Photothermal surface bubbles play important roles in a wide range of applications like catalysis, microfluidics and biosensing, but their formation on a transparent substrate immersed in a plasmonic nanoparticle (NP) suspension has an unknown origin. Here, we show that NPs deposited on the substrate by dispersive optical forces are responsible for the nucleation of such photothermal surface bubbles. High-speed videography shows that the surface bubble formation is always preceded by the optically driven NPs moving toward and adhering to the surface. We observe that the thresholds of laser power density to form a surface bubble drastically differ depending on if the surface is forward- or backward-facing the light propagation direction, which cannot be explained by a purely thermal process (e.g., volumetric heating by plasmonic NPs). This can be attributed to different optical power densities needed to enable optical pulling and pushing of NPs in the suspension. Optical pulling requires higher light intensity to excite supercavitation around NPs to enable proper optical configuration.
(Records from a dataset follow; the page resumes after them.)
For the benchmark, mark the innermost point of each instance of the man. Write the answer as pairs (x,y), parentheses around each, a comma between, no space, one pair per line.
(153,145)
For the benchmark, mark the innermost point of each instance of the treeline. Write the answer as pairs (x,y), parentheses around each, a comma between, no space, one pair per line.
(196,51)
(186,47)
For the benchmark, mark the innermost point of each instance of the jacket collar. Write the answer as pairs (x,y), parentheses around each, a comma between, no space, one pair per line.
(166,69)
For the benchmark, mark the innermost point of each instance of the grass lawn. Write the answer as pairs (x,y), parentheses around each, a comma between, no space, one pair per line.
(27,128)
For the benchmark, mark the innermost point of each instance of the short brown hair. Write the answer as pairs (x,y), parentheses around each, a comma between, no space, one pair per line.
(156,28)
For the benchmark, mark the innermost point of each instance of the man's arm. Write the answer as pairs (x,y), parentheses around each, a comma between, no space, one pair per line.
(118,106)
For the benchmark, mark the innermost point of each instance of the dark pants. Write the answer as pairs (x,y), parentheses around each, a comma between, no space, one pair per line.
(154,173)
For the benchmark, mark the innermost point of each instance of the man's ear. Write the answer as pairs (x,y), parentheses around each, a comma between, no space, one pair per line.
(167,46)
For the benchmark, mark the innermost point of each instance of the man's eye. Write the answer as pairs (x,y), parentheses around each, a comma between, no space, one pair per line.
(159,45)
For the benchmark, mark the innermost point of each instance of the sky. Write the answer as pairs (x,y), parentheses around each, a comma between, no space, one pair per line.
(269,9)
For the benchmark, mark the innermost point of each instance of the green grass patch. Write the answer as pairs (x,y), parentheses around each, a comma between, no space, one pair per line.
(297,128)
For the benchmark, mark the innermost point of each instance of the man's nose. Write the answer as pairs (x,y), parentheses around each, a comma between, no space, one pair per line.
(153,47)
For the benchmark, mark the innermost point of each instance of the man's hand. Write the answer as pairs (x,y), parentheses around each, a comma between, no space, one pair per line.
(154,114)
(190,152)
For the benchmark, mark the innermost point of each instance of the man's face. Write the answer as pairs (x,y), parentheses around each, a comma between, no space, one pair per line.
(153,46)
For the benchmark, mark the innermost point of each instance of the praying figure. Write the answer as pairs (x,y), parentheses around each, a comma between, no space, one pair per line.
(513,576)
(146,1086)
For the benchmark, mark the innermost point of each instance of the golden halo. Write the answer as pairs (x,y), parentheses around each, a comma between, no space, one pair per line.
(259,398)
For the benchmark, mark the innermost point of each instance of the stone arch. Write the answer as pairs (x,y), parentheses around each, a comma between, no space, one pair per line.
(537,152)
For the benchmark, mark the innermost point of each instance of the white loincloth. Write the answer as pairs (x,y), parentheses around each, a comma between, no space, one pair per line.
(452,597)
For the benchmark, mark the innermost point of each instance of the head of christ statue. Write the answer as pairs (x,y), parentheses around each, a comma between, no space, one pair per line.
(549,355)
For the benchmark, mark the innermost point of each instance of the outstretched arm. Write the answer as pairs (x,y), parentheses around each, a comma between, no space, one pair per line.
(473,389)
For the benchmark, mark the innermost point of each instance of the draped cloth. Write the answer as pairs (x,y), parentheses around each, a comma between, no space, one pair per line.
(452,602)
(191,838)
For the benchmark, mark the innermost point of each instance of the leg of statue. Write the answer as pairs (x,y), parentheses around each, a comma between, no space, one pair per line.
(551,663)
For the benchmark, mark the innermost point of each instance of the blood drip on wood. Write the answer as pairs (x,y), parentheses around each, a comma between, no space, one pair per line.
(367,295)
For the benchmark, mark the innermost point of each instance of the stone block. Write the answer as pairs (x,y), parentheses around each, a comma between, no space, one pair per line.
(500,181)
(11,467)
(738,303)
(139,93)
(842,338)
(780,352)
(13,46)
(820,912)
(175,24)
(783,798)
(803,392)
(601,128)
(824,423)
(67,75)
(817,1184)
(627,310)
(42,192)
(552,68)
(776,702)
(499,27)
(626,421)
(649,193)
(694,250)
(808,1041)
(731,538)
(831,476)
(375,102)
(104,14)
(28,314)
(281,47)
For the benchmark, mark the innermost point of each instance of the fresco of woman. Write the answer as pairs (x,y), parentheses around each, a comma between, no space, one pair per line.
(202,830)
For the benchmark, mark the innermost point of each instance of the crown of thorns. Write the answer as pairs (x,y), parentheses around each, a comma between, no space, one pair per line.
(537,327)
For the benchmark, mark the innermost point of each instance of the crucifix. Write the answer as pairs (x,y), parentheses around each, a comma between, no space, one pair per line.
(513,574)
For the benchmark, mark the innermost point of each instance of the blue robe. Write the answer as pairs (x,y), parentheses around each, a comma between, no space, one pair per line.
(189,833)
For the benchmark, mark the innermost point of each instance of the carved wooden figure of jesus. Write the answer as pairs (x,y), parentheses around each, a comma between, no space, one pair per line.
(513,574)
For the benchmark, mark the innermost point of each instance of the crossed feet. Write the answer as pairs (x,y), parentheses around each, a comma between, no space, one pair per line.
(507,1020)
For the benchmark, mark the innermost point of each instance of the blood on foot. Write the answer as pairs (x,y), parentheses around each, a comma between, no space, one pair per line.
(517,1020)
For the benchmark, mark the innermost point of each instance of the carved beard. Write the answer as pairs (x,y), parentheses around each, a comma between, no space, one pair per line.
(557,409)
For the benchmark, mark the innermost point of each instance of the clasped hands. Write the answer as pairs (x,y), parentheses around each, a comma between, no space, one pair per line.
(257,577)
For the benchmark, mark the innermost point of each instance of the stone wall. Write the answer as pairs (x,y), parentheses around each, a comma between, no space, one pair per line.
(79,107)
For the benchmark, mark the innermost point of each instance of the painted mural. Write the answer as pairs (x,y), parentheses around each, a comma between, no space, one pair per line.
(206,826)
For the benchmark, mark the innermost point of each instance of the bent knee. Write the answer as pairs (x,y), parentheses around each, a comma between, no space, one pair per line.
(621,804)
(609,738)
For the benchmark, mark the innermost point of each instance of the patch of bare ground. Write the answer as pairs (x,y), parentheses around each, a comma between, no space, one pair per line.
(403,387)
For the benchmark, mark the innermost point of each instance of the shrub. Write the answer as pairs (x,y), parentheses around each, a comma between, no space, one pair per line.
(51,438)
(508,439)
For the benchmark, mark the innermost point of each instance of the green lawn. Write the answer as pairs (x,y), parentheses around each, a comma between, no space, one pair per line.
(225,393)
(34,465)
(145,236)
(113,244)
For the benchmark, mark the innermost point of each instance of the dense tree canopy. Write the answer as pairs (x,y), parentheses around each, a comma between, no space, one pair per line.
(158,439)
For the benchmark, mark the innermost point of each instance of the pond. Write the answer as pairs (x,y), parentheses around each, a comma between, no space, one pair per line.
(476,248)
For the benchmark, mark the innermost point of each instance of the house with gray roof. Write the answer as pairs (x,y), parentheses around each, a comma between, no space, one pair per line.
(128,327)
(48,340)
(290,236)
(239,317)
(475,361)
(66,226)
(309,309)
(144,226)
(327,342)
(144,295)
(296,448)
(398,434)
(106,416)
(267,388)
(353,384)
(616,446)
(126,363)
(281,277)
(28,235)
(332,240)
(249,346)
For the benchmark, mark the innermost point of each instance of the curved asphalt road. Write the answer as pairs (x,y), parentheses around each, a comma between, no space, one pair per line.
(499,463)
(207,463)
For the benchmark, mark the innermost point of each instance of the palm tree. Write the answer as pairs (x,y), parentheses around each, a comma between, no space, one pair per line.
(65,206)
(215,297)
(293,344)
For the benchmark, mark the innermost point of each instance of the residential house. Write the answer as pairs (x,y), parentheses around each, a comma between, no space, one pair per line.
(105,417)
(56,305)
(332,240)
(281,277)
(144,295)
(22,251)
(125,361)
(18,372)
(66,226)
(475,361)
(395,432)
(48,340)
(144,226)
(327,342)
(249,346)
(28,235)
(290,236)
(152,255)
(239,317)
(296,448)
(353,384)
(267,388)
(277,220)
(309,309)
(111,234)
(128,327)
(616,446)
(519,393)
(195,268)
Eventually, these optically deposited NPs work as a surface photothermal heater, seeding the surface bubble nucleation. We also find that there is a critical number density of deposited NPs to nucleate a surface bubble at a given laser power density, and it is nearly the same for both the forward- and the backward-facing surfaces. Our finding reveals interesting physics leading to photothermal surface bubble generation in plasmonic NP suspensions.